Initially Richomme worked as preparateur for La Solitaire winners Charles Caudrelier and Nicolas Lunven before starting out on a low budget Solitaire programme in 2010, going on to finish second rookie. It was only on his third attempt at the Skipper Macif programme that he was chosen. He confesses to a ‘maniacal obsessive attention to detail, to engineering and analysism’ but is prepared to always make his own choices and stick by them.
In a moment of self analysis he says of his approach to offshore racing: ”It is about preparation, meteo and setting up the boat. That is what makes me tick. I don’t subscribe to the mythology of man and sea. I don’t get a particular pleasure in sailing solo. Sailboat racing is first and foremost a mechanical sport. For me, it’s about engineering, especially today when we reach staggering technical standards. It’s a world which inspires me and where I feel good.”
Amongst the competitors in this years’ memorable anniversary edition were seven non-French skippers. Finishing 22nd on the final leg, Briton Alan Roberts (Seacat Services) will receive the Vivi Trophy for the top international finisher in the 47 strong fleet, with Swiss competitor Justine Mettraux (Teamwork) finishing as the second placed international and Briton Will Harris (HIVE Energy) in third, in what is only his second ever La Solitaire.
Commenting when he hit the dock, Roberts said: “That was a hard leg for me. It was identified on the second leg of the race and cemented on the third leg that my spinnaker was not very quick. As soon as there was chop and anything outside of eight to 12 knots range. And I knew this stage would be 50 per cent downwind at the exact angle that was not good for me. I knew there would be opportunities and I just needed to take them and minimise the collateral when it was bad and go well when it was good.”
“My Solitaire? It was good overall, I’m disappointed about my speed but overall I sailed well. I took a risk and did something different with the sails, it paid off with the gennaker but didn’t in others. But that is the game. All in all I am happy. I am sailing quite well and making good decisions.

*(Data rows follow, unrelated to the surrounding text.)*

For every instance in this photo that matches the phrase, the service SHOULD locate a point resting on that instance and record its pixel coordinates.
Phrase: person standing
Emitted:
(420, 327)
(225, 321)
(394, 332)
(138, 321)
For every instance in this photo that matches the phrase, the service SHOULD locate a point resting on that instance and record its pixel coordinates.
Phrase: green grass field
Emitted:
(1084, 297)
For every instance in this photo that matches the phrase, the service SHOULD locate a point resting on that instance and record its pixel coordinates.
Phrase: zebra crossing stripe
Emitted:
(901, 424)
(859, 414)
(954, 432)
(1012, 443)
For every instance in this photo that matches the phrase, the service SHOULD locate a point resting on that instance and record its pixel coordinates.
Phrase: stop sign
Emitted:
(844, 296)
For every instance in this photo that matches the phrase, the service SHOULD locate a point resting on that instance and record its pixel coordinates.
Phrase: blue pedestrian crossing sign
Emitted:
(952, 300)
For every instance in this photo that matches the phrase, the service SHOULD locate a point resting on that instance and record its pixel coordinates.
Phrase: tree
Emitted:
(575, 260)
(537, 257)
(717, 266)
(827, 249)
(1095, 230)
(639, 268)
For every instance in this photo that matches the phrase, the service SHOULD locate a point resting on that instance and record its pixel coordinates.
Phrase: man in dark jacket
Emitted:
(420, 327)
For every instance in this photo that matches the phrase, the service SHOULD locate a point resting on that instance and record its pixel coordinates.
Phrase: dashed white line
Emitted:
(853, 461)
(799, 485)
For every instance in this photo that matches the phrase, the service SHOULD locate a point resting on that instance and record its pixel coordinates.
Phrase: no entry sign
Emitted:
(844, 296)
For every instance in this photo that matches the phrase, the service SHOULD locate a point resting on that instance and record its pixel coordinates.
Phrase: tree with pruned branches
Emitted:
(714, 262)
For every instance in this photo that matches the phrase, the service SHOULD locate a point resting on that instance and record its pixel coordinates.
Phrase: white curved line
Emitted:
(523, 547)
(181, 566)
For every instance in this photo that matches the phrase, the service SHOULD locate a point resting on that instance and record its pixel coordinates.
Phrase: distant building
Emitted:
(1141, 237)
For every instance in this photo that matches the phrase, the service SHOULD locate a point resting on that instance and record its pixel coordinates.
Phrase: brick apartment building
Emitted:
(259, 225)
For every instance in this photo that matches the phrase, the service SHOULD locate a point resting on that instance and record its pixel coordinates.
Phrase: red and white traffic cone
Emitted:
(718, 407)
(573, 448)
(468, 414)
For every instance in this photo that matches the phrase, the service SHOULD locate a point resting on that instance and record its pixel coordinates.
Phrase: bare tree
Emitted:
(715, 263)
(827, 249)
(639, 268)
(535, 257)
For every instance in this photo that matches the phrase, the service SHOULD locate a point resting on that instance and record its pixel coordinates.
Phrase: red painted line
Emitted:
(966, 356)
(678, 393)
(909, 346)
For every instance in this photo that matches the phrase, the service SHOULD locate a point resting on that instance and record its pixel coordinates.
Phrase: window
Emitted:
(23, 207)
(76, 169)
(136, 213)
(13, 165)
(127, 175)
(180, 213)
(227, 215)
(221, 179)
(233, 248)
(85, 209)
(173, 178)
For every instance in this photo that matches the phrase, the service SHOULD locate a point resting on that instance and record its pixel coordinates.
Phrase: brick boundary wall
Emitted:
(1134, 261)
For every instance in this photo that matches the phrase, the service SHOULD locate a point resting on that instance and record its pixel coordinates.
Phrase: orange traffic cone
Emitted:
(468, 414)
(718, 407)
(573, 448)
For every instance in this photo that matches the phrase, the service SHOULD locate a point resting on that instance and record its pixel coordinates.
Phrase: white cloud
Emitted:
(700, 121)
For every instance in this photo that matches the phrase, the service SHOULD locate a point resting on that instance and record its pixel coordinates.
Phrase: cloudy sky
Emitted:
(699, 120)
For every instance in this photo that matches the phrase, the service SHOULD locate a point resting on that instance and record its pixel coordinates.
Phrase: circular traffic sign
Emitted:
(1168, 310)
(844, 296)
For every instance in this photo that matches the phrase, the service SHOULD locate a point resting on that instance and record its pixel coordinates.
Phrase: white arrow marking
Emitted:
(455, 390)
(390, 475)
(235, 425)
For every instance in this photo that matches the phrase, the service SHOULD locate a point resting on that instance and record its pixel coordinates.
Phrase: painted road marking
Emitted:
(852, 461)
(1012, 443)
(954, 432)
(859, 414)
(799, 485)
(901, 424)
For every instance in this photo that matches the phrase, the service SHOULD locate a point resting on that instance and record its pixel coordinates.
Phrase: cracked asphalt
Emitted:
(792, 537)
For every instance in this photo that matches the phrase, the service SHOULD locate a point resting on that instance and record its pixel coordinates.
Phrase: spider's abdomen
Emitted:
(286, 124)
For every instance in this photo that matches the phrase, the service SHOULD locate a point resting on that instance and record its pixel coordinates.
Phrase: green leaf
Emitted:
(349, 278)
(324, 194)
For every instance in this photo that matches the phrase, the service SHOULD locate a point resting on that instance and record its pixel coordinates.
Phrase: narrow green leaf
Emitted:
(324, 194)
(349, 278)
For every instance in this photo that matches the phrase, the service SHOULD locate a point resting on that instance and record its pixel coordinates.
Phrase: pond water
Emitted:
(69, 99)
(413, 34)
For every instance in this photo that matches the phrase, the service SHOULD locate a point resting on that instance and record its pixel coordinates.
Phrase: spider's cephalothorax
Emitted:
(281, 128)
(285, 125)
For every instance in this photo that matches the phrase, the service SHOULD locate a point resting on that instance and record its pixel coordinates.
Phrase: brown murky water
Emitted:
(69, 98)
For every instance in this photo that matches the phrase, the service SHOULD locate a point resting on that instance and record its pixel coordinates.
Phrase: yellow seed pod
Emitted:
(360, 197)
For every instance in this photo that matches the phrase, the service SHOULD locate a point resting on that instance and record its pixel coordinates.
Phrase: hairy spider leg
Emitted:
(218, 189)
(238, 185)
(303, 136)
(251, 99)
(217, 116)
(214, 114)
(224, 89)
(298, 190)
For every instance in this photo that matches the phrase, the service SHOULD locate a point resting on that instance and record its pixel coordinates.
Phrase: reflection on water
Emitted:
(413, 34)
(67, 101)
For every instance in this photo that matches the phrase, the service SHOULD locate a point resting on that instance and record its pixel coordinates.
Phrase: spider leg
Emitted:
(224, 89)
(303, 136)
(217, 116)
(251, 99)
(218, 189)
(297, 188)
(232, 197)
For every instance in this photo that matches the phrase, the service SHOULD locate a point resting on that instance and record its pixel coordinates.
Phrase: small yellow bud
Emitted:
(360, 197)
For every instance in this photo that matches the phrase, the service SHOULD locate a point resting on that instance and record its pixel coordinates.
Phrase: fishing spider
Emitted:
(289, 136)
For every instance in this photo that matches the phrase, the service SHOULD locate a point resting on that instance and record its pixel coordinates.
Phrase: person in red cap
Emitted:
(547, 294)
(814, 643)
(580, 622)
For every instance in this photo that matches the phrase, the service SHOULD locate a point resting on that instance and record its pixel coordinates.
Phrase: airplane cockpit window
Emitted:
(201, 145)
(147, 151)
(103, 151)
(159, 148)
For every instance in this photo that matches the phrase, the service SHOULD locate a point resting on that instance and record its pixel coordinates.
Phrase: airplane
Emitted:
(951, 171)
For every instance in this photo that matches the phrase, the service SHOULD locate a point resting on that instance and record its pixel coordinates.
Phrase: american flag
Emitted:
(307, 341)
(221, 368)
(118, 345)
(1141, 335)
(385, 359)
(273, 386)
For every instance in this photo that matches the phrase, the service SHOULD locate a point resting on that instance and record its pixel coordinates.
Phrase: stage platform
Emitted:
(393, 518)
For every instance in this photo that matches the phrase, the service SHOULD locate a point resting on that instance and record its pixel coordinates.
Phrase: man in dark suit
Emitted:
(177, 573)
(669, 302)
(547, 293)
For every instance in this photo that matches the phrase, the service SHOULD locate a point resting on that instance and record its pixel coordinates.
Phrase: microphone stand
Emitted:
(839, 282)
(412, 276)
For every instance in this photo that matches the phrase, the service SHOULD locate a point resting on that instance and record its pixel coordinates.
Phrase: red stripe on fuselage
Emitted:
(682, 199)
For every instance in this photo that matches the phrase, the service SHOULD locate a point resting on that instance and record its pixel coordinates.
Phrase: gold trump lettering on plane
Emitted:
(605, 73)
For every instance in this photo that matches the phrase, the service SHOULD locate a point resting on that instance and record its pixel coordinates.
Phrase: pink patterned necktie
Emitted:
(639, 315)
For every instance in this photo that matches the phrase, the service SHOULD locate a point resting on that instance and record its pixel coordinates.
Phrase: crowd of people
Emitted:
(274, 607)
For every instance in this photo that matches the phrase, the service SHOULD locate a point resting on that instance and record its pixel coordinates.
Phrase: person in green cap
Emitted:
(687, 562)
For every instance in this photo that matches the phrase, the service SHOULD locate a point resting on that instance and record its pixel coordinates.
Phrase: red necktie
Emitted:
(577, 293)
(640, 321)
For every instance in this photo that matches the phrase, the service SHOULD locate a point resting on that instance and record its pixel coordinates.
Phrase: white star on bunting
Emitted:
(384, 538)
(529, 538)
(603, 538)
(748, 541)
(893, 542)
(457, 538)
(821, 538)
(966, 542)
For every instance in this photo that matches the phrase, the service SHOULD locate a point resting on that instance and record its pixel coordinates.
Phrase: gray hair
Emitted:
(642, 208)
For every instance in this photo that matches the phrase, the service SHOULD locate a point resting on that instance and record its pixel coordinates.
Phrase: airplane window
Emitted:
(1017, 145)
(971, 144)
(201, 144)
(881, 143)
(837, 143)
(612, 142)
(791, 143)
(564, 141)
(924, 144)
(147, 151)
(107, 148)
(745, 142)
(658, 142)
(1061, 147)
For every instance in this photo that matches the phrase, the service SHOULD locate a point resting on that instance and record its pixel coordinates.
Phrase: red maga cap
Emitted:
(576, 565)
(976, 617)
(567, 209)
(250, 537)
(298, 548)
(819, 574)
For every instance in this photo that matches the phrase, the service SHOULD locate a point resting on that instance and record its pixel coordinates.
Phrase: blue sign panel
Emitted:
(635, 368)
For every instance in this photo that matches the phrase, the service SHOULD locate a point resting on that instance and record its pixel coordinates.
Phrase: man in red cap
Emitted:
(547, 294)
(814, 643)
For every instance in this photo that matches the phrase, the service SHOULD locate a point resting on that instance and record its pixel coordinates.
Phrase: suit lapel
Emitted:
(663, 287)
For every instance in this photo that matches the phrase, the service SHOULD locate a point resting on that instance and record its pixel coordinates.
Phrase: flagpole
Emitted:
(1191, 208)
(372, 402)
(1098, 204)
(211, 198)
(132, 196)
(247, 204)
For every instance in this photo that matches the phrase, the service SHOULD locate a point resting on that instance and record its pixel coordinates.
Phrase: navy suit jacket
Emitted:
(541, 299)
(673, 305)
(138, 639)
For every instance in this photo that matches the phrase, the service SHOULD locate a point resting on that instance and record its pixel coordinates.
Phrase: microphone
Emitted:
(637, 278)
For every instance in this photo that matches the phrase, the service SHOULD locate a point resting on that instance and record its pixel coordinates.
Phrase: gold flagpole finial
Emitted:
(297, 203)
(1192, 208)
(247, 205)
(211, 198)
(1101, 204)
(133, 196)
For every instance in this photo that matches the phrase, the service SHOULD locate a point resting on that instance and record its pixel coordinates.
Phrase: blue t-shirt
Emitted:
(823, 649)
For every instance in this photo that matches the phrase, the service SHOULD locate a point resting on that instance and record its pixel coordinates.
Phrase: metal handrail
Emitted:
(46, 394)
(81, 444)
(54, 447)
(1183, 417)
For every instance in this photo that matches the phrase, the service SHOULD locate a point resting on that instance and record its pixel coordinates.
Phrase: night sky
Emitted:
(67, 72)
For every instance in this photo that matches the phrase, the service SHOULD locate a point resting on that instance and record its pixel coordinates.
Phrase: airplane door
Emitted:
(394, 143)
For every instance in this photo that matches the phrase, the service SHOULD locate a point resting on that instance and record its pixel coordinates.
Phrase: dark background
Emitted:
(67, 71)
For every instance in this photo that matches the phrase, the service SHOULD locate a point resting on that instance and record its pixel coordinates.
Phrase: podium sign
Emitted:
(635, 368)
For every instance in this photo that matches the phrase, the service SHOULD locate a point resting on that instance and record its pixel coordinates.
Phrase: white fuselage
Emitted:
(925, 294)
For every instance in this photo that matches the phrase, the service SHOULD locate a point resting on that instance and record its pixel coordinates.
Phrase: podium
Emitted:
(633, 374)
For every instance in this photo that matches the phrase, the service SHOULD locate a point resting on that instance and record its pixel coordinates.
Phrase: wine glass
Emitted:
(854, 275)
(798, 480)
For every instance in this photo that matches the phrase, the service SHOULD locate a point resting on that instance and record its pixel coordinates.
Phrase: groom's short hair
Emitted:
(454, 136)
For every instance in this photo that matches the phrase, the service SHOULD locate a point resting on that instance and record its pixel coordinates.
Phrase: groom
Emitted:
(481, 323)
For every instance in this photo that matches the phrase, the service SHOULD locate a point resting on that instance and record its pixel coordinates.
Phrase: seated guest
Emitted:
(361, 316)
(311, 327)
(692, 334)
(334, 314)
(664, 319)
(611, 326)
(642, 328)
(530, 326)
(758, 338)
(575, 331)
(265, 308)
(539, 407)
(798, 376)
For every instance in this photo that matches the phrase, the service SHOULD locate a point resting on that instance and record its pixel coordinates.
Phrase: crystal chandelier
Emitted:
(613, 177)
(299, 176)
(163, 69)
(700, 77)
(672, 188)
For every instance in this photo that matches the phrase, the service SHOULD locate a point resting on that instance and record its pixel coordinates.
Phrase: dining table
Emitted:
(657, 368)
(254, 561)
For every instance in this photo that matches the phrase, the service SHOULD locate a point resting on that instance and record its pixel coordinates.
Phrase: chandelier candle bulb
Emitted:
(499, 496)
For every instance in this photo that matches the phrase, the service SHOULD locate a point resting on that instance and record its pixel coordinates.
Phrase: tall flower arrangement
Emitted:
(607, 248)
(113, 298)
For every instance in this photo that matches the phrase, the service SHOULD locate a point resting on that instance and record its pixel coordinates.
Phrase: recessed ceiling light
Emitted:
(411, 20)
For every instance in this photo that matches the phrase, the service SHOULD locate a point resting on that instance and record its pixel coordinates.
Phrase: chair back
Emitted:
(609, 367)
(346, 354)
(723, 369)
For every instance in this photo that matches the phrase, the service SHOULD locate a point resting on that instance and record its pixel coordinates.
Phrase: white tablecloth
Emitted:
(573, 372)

I am happy to be the first international for the Vivi Trophy, hopefully I can make it the double, the Solitaire and the Vivi.”
The 50th Anniversary edition of La Solitaire URGO Le Figaro has been a particularly special affair, amplified by the new boat, unusual weather conditions and an impressively strong field of entries, which have produced an exceptional event from start to finish.